The man responsible for the titular revelation is Dr. Thomas Harbor (Robert Redford), who opens the film by giving a television interview about the enormous impact that his scientific finding has had on a global scale. When asked if he feels even partially guilty for the large uptick in suicides that seem to have been spurred on by the new found guarantee of life after death, he argues that keeping such a discovery from the human race would be more criminal than divulging it. His principled stand on the subject finds a formidable counterpoint by way of a cameraman’s suicide caught live on the air, making Harbor’s stance seem even more calloused than it had before.
Also opposed to Harbor’s approach is his estranged son Will (Jason Segal), who journeys to his father’s estate two years after the discovery to dissuade him from further investigating his afterlife findings. On the ferry trip there, he meets the quirky but disturbed Isla (Rooney Mara) who is secretly planning to commit suicide once she reaches her destination on the island. After Will witnesses her attempt and intervenes, the two join Dr. Harbor and his other son Toby (Jesse Plemons) on their compound as they try to decode the mysteries behind Harbor’s research and prevent any further damage to society.
McDowell has drawn comparisons to Charlie Kaufman before but here, the similarities to Eternal Sunshine of the Spotless Mind are a bit too close for comfort, especially in the way that both films introduce their central couples. A key difference is that The Discovery‘s examination of Will and Isla’s relationship is much more cursory by comparison, though it is rare to find a film with a more complete portrait of a romantic relationship than that Michel Gondry masterpiece. Still, it’s disappointing that the screenplay doesn’t spend as much time fleshing out a believeable chemistry between these two as it does positing philosophical quandaries to mentally digest.

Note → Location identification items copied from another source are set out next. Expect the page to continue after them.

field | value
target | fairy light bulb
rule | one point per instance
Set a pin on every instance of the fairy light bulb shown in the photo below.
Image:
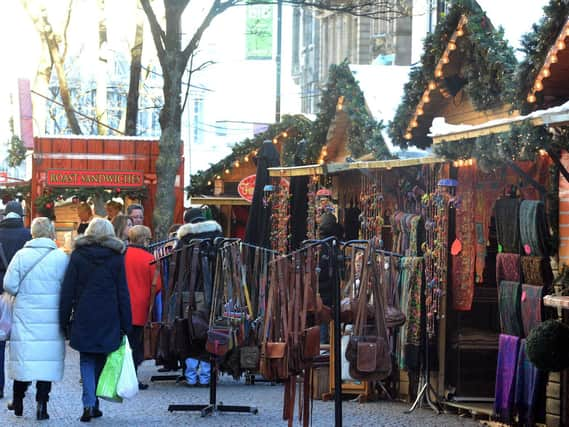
(546, 72)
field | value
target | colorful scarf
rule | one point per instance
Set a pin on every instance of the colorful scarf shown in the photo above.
(531, 306)
(533, 227)
(463, 264)
(509, 302)
(537, 271)
(410, 337)
(507, 227)
(529, 395)
(508, 348)
(507, 267)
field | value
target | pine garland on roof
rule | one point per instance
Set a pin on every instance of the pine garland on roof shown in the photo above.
(536, 45)
(488, 64)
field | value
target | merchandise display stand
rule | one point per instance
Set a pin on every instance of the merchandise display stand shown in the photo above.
(213, 407)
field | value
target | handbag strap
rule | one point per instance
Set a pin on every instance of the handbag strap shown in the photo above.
(35, 263)
(153, 291)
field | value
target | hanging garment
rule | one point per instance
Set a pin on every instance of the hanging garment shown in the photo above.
(507, 267)
(508, 348)
(533, 228)
(509, 302)
(531, 306)
(537, 271)
(529, 395)
(507, 226)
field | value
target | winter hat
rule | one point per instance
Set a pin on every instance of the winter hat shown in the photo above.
(194, 215)
(14, 207)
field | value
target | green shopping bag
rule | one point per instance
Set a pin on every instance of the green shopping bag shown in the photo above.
(107, 385)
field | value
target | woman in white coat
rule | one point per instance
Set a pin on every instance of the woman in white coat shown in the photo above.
(37, 346)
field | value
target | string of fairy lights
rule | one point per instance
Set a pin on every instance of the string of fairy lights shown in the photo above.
(438, 76)
(551, 59)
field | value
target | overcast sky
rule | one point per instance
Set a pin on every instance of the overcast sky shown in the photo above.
(516, 16)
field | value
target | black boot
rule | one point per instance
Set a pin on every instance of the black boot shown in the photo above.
(87, 415)
(17, 405)
(42, 411)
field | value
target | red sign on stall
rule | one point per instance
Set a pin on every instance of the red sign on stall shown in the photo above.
(70, 178)
(246, 187)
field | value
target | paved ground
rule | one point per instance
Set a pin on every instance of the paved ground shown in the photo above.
(149, 407)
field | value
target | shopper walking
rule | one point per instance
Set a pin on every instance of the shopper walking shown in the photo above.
(37, 346)
(197, 227)
(13, 235)
(95, 305)
(139, 276)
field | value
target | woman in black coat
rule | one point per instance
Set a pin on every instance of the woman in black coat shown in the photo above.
(95, 304)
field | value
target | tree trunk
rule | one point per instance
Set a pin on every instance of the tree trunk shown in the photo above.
(135, 69)
(101, 97)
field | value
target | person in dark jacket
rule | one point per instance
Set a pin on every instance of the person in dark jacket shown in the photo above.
(327, 227)
(13, 236)
(196, 226)
(95, 305)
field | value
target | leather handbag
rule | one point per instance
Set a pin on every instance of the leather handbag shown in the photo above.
(249, 357)
(368, 354)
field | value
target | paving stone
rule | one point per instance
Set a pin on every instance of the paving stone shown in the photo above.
(150, 407)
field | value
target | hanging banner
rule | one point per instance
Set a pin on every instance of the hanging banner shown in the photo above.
(246, 187)
(110, 179)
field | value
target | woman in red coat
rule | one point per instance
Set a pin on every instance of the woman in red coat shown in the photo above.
(139, 276)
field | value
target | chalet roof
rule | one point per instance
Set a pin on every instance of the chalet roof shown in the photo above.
(464, 76)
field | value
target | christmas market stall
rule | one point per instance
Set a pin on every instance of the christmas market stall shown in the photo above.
(504, 233)
(95, 169)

Even if the blend of science fiction and melodrama doesn’t quite work in this instance, McDowell and his team do an excellent job of building a bleak world run amok with hopelessness and a quiet devestation that permeates every frame. Without a spiritual anchor and a meaningful way to guide the ship, every character in the story is essentially lost at sea and constantly searching for something new to grasp. If The Discovery had followed through with the promise of its premise, I have no doubt that it could have been a lasting achievement in existential sci-fi but with all of the other distracting elements in play, it’s a frustrating but admirable effort.